Wednesday, January 23, 2013

Iranian nukes, again

I guess I'll just keep banging this drum until people change their minds. But at least I'll spare you the two papers I wrote on Iran's nuclear program in grad school. I'll just summarize for you. First, Dan Drezner thinks Tom Friedman's suggestions for the new Secretary of State's interactions with Iran are dangerous. He quotes Friedman:

Rather than negotiating with Iran’s leaders in secret — which, so far, has produced nothing and allows the Iranian leaders to control the narrative and tell their people that they’re suffering sanctions because of U.S. intransigence — why not negotiate with the Iranian people? President Obama should put a simple offer on the table, in Farsi, for all Iranians to see: The U.S. and its allies will permit Iran to maintain a civil nuclear enrichment capability — which it claims is all it wants to meet power needs — provided it agrees to U.N. observers and restrictions that would prevent Tehran from ever assembling a nuclear bomb.

Dan's response:

Friedman seems to think that ordinary Iranians are implacably opposed to the nuclear program. I have yet to read any analysis or on-the-ground reporting (including the NYT) that suggests this to be true. Rather, the common theme is that Iranians take nationalist pride in the technological accomplishments of their national nuclear program. Furthermore, in a propaganda war between the U.S. government and their own government, the U.S. is probably gonna lose even if it possesses the better argument. For all of Friedman's loose talk about the power of social media in a digitized world, he elides the point that one of the sentiments that social media is best at magnifying is nationalism. In the case of Iran, this would mean a more recalcitrant negotiating partner.

Like Dan, I haven't read anything suggesting the Iranian people oppose their state's nuclear policy. In fact, I've read the opposite, and it relates to the nationalism that Dan speaks of. Nationalism being a significant reason a nation wants to be a nuclear power isn't unique to Iran. Just off the top of my head, a strong argument could be made that it played a big part in France becoming a nuclear power. Other examples escape me at the moment. But the point is that this isn't without precedent.
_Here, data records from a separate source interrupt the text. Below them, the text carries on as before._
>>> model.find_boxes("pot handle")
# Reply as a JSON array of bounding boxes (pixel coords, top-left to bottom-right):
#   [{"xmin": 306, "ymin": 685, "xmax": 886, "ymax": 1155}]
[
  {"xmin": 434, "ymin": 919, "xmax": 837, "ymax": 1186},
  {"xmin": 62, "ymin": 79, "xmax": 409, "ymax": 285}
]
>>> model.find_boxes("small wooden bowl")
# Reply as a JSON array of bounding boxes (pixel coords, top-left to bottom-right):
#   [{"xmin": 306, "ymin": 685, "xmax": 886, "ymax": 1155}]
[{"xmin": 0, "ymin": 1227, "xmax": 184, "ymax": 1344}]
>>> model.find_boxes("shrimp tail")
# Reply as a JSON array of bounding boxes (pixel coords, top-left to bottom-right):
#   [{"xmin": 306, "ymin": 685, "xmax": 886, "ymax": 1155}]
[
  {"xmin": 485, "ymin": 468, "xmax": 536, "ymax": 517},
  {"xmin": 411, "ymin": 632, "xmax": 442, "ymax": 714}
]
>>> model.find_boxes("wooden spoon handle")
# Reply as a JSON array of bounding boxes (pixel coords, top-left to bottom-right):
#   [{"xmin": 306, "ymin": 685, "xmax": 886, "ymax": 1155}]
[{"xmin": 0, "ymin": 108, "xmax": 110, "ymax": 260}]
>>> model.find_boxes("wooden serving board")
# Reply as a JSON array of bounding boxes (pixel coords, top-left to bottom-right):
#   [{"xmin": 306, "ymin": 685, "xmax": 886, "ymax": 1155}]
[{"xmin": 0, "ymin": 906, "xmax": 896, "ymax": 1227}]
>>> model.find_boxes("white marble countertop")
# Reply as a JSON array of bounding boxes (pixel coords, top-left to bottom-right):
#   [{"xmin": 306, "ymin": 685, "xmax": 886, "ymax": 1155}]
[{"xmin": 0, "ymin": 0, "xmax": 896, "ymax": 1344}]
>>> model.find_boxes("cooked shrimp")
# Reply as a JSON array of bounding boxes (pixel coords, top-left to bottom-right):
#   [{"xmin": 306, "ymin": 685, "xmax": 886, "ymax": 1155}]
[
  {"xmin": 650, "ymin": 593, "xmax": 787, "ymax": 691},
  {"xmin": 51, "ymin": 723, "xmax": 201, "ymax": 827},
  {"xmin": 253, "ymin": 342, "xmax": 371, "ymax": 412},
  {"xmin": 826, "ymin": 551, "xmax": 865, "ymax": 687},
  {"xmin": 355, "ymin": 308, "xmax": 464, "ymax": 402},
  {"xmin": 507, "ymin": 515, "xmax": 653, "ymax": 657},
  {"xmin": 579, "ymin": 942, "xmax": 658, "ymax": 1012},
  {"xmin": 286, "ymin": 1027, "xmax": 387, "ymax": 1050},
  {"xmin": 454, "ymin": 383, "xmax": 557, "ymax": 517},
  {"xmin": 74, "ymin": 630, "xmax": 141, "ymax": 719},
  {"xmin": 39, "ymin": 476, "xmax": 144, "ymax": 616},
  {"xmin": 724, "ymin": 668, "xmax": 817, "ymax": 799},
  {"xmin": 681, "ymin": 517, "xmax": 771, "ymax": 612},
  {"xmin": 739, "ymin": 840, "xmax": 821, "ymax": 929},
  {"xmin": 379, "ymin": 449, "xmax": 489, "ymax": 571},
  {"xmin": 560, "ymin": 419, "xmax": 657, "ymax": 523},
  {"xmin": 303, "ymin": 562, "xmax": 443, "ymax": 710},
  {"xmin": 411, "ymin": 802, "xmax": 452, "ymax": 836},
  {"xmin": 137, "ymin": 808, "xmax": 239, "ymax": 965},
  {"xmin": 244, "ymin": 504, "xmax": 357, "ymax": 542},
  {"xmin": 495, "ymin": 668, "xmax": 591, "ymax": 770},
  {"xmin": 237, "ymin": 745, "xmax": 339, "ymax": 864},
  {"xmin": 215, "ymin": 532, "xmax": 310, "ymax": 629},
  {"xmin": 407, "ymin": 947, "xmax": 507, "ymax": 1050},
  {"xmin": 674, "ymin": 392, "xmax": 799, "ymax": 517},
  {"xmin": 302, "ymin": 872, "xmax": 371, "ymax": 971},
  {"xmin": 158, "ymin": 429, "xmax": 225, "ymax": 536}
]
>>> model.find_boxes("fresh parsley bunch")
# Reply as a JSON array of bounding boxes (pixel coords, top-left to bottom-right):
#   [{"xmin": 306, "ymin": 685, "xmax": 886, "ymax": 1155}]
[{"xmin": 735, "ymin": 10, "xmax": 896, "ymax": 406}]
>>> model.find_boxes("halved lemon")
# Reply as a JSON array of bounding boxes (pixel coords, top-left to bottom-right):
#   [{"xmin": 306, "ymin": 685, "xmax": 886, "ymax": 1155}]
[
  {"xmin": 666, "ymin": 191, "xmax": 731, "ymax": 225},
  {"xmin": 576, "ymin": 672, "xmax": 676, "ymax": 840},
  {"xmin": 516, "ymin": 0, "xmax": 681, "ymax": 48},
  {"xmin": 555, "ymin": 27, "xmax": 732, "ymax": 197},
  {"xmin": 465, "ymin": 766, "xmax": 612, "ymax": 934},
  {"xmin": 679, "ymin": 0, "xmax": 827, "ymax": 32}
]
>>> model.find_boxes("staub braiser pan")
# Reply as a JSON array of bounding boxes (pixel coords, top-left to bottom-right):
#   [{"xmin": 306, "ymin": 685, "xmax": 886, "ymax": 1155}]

So why is nationalism a reason Iran wants to be a nuclear power? Surely every nation has at least some level of nationalism running through it's policy making. Why don't more nations want nukes? Iran is different than many nations. They have a long history of being invaded by other nations. When your history is one in which you are always being attacked, it's probably going to affect you. It's not just about being invaded. They have been meddled with, such as when the US staged a fake revolution in order to overthrow their leader and replace him with someone friendly to the US. Reasonable people should be able to acknowledge that it's reasonable for such a nation to not like this sort of involvement in it's affairs (the exception seems to be Israel's involvement in the US's politics, though Israel does nothing close to the level we did in Iran).

Iranians feel like they have been treated unfairly by the west. So their nationalism kind of combines with a sense of insecurity. They want to be a powerful and independent nation that doesn't get invaded and meddled with. They've had a traditional military for all of their history and that hasn't worked in achieving that goal. So now, with the US invading it's neighbor and in general having a strong presence in the region, what would the Iranians do to ensure their safety? Recent history suggests that being a nuclear power prevents nations from screwing with you. Beyond security, it's a symbol of power. It provides people with a sense that they have accomplished something great and something that only an elite few possess.

That feeling of security and national pride is a big reason I don't think Iran would use their nuclear weapons in an offensive manner. It would defeat the purpose of becoming a nuclear power to just turn around and use it, thus inviting your own destruction. But back to the point of this post, these feelings aren't just that of the Iranian leaders. Even the opposition parties agree with the current Iranian regime on this issue. That's because their national identity is deep seated and not tied to partisan internal politics. So Friedman's suggestion is moot. There just isn't a big enough coalition to make the 'no nukes' argument to. If you don't want Iran to become a nuclear power you need to find another route. I haven't heard any compelling ones.